I like the package. Clean implementation too.

On a related note here are two other CSS selector methods, one using a real XML processing library in Java rather than any WL hacks: https://mathematica.stackexchange.com/a/183970/38205

This will be as robust as JLink is (i.e. very robust). It is object-oriented and so much, much nicer to work with than the standard Mathematica XML headaches.

And another one I wrote up that uses pure Graph methods to implement selectors in terms of a DFS: https://mathematica.stackexchange.com/a/184417/38205

This one still performs quite well, though, and for very complex queries is conceivably cleaner than a pure Cases/Positions method. Also it references a proper Graph and thus can also be object oriented and thus attribute and property lookup from nodes is nearly instantaneous.

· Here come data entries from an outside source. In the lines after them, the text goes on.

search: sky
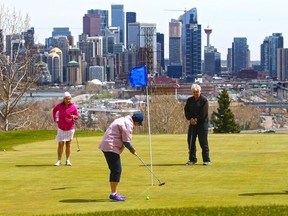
[0,0,288,60]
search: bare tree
[0,5,40,131]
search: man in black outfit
[184,84,211,166]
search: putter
[75,135,80,152]
[135,154,165,186]
[73,119,80,152]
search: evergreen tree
[212,89,240,133]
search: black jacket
[184,94,209,124]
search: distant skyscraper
[83,14,101,37]
[87,9,109,36]
[125,12,136,48]
[156,32,165,71]
[203,27,221,76]
[0,29,4,54]
[261,33,284,78]
[52,27,71,37]
[47,48,63,83]
[47,27,74,47]
[169,20,182,65]
[128,23,157,74]
[277,48,288,80]
[24,27,35,49]
[232,37,249,76]
[185,9,202,82]
[111,4,125,44]
[178,8,198,77]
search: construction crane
[164,8,187,76]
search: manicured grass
[0,132,288,216]
[0,130,103,151]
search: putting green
[0,134,288,215]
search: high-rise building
[169,20,182,66]
[24,27,35,50]
[87,9,109,36]
[111,4,125,44]
[203,27,221,76]
[47,48,63,83]
[83,14,101,37]
[79,36,103,67]
[156,32,165,71]
[261,33,284,78]
[50,27,74,47]
[185,13,202,82]
[277,48,288,81]
[0,29,4,54]
[52,27,71,37]
[232,37,249,76]
[178,8,198,77]
[128,22,157,75]
[125,12,136,49]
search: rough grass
[0,131,288,216]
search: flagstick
[146,86,154,186]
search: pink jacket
[99,116,134,154]
[53,102,79,131]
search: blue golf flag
[129,66,148,88]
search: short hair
[191,84,201,92]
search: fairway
[0,134,288,215]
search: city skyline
[0,0,288,60]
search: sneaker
[109,193,126,201]
[186,161,197,166]
[54,160,61,166]
[66,160,72,166]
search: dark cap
[132,111,144,125]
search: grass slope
[0,132,288,215]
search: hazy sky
[0,0,288,60]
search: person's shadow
[59,199,111,203]
[239,191,288,196]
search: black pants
[187,123,210,162]
[103,152,122,182]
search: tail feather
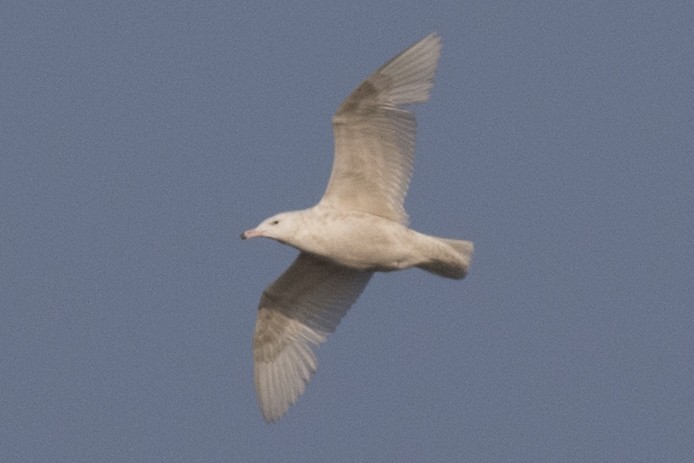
[418,238,474,280]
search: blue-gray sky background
[0,0,694,463]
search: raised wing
[320,33,441,223]
[253,252,372,421]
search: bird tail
[418,237,474,280]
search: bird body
[241,34,473,421]
[247,208,472,279]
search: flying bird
[241,33,473,422]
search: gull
[241,33,473,422]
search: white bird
[241,33,473,422]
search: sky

Very useful links, thanks. In my earlier implementation I had initially created a graph as well by first tagging all XMLElements with a unique ID:

parentXML //. XMLElement[el_, at_, chld_] :> XMLElement[el, at, chld, CreateUUID["XML-"]];

and then extracting the parent-child relations into a graph. I had kept the XMLElement nesting intact instead of making a flatter association of properties, though now I wonder why I was so keen on holding on to it...

But then I limited the scope of this project. I didn't need a full traversal of the DOM. At worst I needed to look upward towards the root, or look one generation higher to calculate sibling elements. So things like the "nth-child" selector were cumbersome but do-able. And Position + Extract seems fast enough for what I was aiming for.

One thing that I couldn't see offhand in the sources you shared is how they deal with namespaces. Symbolic XML doesn't always hang on to the namespaces unless you specifically set "IncludeNamespaces" -> True during XML import, which I found a little frustrating. Instead of trying to workaround that, I put the onus on the user to include this option. Otherwise I simply fail to find a match because there's nothing else I can do; if the namespace information didn't make its way into the symbolic XML expression on import, then there's nothing that I can look for.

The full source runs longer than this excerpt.